This is called a "flash translation layer" (FTL). The FTL hides/remaps bad blocks, and provides wear leveling so that frequently rewritten sectors (like parts of the FAT) wind up on "fresh" blocks instead of being constantly erased and rewritten in-place. It also works around the other limitations of the flash device pages can only be written N times, erasures must happen 16k/128k at a time, etc.
There is probably a way to do this through software as well, although it may vary from vendor to vendor. You can start by reading the USB Mass Storage spec and looking for clues.
Once you have a raw dump, Linux does have at least two FTL drivers that might match the format used by your thumbdrive. Although what might be even more interesting is to look at the raw contents to see a history of what was in the "overwritten" sectors.
Hunter,
excellent info. Do you have any links or sources for learning about FTL. Also, do you have the names of the linux FTL drivers?

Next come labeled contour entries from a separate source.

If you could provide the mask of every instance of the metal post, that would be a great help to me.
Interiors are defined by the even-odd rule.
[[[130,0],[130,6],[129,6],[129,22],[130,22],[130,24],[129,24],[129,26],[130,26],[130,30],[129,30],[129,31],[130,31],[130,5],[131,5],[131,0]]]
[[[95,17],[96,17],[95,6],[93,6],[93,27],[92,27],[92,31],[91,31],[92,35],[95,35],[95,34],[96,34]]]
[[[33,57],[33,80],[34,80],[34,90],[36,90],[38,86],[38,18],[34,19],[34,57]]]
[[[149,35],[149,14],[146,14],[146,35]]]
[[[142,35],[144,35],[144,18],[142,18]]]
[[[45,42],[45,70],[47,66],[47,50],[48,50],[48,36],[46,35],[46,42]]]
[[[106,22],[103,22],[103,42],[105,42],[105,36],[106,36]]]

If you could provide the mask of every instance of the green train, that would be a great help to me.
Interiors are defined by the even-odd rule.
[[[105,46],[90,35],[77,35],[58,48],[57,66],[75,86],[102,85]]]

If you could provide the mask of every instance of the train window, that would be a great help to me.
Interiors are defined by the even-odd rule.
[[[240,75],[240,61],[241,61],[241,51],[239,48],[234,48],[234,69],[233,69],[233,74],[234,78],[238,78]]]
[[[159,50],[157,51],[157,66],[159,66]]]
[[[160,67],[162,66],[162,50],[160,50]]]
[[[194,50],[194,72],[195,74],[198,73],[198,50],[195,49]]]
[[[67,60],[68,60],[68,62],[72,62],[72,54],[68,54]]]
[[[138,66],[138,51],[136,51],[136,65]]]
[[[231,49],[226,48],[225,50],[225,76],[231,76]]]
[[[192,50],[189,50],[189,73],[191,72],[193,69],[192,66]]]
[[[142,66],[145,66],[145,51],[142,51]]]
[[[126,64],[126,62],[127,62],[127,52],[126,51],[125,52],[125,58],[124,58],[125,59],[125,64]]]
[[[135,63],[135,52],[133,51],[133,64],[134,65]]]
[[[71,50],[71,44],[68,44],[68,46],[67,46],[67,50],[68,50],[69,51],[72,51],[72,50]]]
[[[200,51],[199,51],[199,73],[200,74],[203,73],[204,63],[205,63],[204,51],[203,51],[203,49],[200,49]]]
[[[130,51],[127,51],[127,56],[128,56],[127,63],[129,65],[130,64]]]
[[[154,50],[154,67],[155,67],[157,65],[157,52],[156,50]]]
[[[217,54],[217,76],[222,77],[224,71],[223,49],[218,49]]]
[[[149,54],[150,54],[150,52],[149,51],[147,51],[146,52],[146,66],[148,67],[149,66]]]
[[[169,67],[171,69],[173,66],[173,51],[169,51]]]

The cell phone folks are really into this stuff right now. Very interesting.
Thanks.
excellent info. Do you have any links or sources for learning about FTL. Also, do you have the names of the linux FTL drivers?
Grab any recent kernel and look in drivers/mtd/*ftl*.
Most FTLs are patented and you will notice warnings all over the code. It might be possible to figure out which scheme a given drive is using by matching up patent numbers.
Here is a paper on the Intel FTL spec http//
One other thing I forgot to mention is that NAND arrays themselves exhibit a "read disturb" phenomenon. Sometimes merely reading a page will cause a bit error. In many cases the FTL will detect this, use the ECC to correct the error, and rewrite the data.
I thought that 1998 Intel report looked familiar hunter33, but it has been superceded by the Gal and Toledo flash survey report of 2005.